Disney's 'Frozen' is being sued for $250 million (£153 million) because a woman says its writers stole her life story.
Author Isabella Tanikumi claims Frozen writers plagiarised her story, characters and plots from her own semi-autobiographical book.
Entertainment website TMZ said Tanikumi's 2010 book, Yearnings of the Heart, tells of her birth in the Andean Mountains, surviving the 1970 Huaraz earthquake and the death of her sister.
It also features her star-crossed romance with Eduardo.

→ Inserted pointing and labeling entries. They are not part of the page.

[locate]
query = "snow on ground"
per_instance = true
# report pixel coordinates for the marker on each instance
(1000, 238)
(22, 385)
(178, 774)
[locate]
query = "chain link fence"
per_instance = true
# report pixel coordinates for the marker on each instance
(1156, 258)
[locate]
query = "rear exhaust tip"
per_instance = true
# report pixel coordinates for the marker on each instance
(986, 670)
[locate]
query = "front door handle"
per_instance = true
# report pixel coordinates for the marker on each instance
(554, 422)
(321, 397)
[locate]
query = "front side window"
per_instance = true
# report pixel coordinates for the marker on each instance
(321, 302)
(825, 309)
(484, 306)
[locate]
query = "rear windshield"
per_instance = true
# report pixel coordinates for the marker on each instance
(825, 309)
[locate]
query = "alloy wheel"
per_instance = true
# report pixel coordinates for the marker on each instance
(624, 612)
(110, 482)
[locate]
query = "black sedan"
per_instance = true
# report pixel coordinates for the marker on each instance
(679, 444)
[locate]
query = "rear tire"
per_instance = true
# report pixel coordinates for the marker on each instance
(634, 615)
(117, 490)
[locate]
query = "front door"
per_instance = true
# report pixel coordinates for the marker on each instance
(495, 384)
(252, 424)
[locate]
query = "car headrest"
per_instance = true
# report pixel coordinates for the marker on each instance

Missing from her account of her childhood in Peru and immigration to America, however, are trolls, talking snowmen and a hit song beloved by children around the world.
Story continues after this video.
In the film, which will be getting a sequel next year in the form of a short film, Princess Elsa has the power to control snow and ice, but accidentally injures her sister Anna, who is healed by a troll king.

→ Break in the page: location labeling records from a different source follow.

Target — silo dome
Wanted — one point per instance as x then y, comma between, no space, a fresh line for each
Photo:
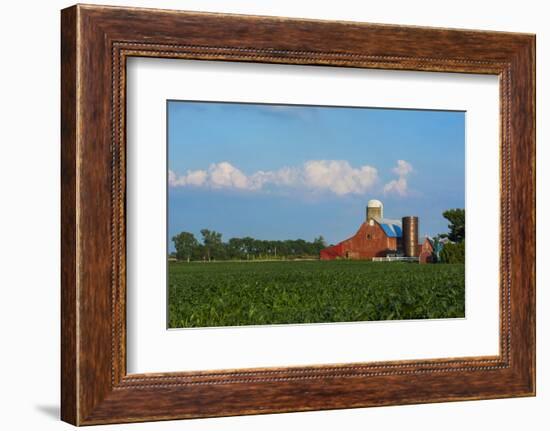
375,210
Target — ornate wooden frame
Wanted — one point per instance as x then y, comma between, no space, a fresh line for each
95,42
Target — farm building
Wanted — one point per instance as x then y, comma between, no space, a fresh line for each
379,237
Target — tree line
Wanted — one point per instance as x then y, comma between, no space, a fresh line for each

When another outburst of her powers causes a panicked Elsa to flee the kingdom, unleashing an eternal winter, Anna begins a quest to find her and reverse the big freeze, helped by iceman Kristoff and his trusty reindeer Sven.
We're not sure we see the similarities...
Frozen was released in 2013 and is thought to have been inspired by Hans Christian Andersen's fairytale, The Snow Queen, rather than by a Peruvian author's hard-bitten childhood memoir.
The film is best known for the song, Let it Go, which is performed by Idina Menzel as Elsa the Snow Queen and has become a chart hit across the world.
The magical musical has raked in a staggering $1.2 billion at the box office, making it the highest-grossing animated movie of all time, after Toy Story 3 and The Lion King.